JAKARTA – Komisi Pemberantasan Korupsi (KPK) menetapkan dua orang sebagai tersangka terkait dugaan korupsi pengadaan pekerjaan jasa konsultasi di Perum Jasa Tirta II tahun 2017.
Juru Bicara KPK, Febri Diansyah mengatakan, kedua tersangka yakni masing-masing Direktur Utama (Dirut) Perum Jasa Tirta II, Djoko Saputro dan seorang pihak swasta bernama Andririni Yaktiningsasi.
”Terkait hal tersebut, KPK meningkatkan status penanganan perkara ke penyidikan dan menetapkan dua orang sebagai tersangka,” ujar Febri dalam jumpa pers di Gedung Merah Putih KPK, Kuningan, Jakarta Selatan, kemarin (7/12).
KPK menduga, Djoko telah menyalahgunakan jabatannya dalam pengadaan pekerjaan jasa konsultasi di Perum Jasa Tirta II tahun 2017. Bentuk penyalahgunaan itu berupa perintah untuk merevisi anggaran perusahaan. Revisi itu dilakukan dengan menambah anggaran pada pekerjaan pengembangan SDM dan strategi korporat yang semula Rp 2,8 miliar menjadi Rp 9,55 miliar.
”Secara rinci anggaran itu untuk perencanaan strategis korporat dan proses bisnis senilai Rp 3,820 miliar serta pengembangan SDM Perum Jasa Tirta II sebagai antisipasi pengembangan usaha perusahaan senilai Rp 5,730 miliar,” papar Febri.
Febri menambahkan, pengubahan tersebut diduga dilakukan tidak sesuai dengan aturan yang berlaku, seperti misalnya meminta usulan dari unit perusahaan lain.
Djoko kemudian diduga memerintahkan pelaksanaan kedua kegiatan itu kepada Andririni. Dalam pelaksanaannya, Andririni menggunakan bendera perusahaan PT Bandung Management Economic Center (BMEC) dan PT 2001 Pangripta.

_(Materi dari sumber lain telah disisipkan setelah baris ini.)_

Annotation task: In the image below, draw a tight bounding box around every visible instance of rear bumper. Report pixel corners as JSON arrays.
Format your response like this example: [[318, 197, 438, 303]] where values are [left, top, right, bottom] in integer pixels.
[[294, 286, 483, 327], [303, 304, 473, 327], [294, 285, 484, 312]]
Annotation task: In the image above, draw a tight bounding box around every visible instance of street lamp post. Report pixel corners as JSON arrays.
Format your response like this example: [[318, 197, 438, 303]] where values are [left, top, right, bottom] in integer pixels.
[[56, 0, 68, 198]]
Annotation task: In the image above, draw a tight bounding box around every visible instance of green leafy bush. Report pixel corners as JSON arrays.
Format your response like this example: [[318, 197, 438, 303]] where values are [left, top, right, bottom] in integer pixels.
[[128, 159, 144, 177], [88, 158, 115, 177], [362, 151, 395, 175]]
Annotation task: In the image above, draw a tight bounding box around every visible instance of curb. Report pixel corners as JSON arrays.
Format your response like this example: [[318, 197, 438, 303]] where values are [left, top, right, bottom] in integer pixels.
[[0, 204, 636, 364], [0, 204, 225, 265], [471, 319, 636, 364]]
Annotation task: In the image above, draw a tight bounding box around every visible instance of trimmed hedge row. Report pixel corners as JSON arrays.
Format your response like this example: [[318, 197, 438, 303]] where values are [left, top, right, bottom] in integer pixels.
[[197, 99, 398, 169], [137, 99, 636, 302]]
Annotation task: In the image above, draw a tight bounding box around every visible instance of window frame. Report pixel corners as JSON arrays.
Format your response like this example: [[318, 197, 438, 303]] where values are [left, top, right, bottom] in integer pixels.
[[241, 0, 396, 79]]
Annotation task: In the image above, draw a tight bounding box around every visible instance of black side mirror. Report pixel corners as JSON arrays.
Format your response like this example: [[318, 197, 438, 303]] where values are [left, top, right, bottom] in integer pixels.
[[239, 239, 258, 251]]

Hingga 31 Desember 2017, realisasi penerimaan pembayaran kegiataan tersebut baru dikucurkan senilai Rp5.564.413.800. Secara rinci, Rp2.204.155.800 bagi perencanaan strategis korporat dan proses bisnis, serta Rp3.360.258.000 untuk pengembangan SDM Perum Jasa Tirta II sebagai antisipasi pengembangan usaha perusahaan.
Selain itu, KPK juga menduga nama-nama para ahli yang tercantum dalam kontrak PT BMEC dan PT 2001 Pangaripta dimasukkan tanpa izin. Hal ini dilakukan sebagai formalitas demi memenuhi administrasi lelang. Lelang tersebut diduga dilaksanakan secara rekayasa dengan penanggalan mundur (backdated).
Perbuatan ini, kata Febri, mengakibatkan kerugian terhadap keuangan negara sedikitnya Rp3,6 miliar. Angka tersebut ditilik dari keuntungan yang diterima Andririni atau sekitar 66% dari total dana yang dibayarkan.